Elsevier

Parallel Computing

Volume 31, Issue 7, July 2005, Pages 691-710
Parallel Computing

Optimizing the configuration of a heterogeneous cluster with multiprocessing and execution-time estimation

https://doi.org/10.1016/j.parco.2005.04.004Get rights and content

Abstract

Although heterogeneous clusters are flexible and cost-effective, they entail intrinsic difficulties in optimization. Whereas it is simple to invoke multiple processes on fast processing elements (PEs) to alleviate load imbalance, the optimal process allocation is not obvious. Communication time is another problem. Though it is sometimes better to exclude slow PEs to avoid performance degradation, it is generally difficult to find the optimal PE configuration. In this study, the execution time is first modeled from the measurement results of various configurations. The derived models are then used to estimate the optimal PE configuration and process allocation. We implemented various models for HPL (High Performance Linpack benchmark) on a heterogeneous cluster, and estimated the optimal configurations for various problem sizes. In the case of a heterogeneous cluster of Athlon and Pentium-II, the execution time of the estimated optimal configuration was 0–7.4% longer than that of the actual optimal configuration. In a heterogeneous cluster of three kinds of processors that includes dual-processors, the excess time was 13.6–31.5%.

Introduction

It is reasonable to enhance the performance of an existing PC cluster by adding the latest high-performance processors. The resulting cluster becomes heterogeneous, consisting of a wide range of processing elements (PEs) from fast to slow. However, heterogeneous clusters inherently entail difficulties in optimization and suffer from load imbalance.

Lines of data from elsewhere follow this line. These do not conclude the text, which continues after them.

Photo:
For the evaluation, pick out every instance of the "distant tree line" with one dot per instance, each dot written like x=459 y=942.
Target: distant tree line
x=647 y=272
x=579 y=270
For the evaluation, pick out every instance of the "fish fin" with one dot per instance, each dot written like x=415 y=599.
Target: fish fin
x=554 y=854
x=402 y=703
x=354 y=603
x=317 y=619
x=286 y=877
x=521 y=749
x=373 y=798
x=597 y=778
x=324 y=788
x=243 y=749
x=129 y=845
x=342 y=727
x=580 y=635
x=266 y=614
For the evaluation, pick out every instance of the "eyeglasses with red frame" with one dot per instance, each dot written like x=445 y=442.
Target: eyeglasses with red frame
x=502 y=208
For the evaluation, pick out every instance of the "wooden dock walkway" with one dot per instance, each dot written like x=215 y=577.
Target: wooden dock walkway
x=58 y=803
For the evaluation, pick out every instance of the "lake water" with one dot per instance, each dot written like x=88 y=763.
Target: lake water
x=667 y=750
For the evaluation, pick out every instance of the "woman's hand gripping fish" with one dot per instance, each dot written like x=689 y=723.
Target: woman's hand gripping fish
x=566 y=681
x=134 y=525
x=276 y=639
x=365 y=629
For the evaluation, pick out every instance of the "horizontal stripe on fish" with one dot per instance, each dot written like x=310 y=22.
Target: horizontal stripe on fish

Although it is simple to invoke multiple processes on fast PEs to alleviate load imbalance, this approach (multiprocessing) has some drawbacks. The first problem is the overhead to execute multiple processes on the same processor. Another problem is that the ratio of PE performance is not always an integer, while the number of processes invariably is. Thus, the best process allocation among PEs is far from obvious.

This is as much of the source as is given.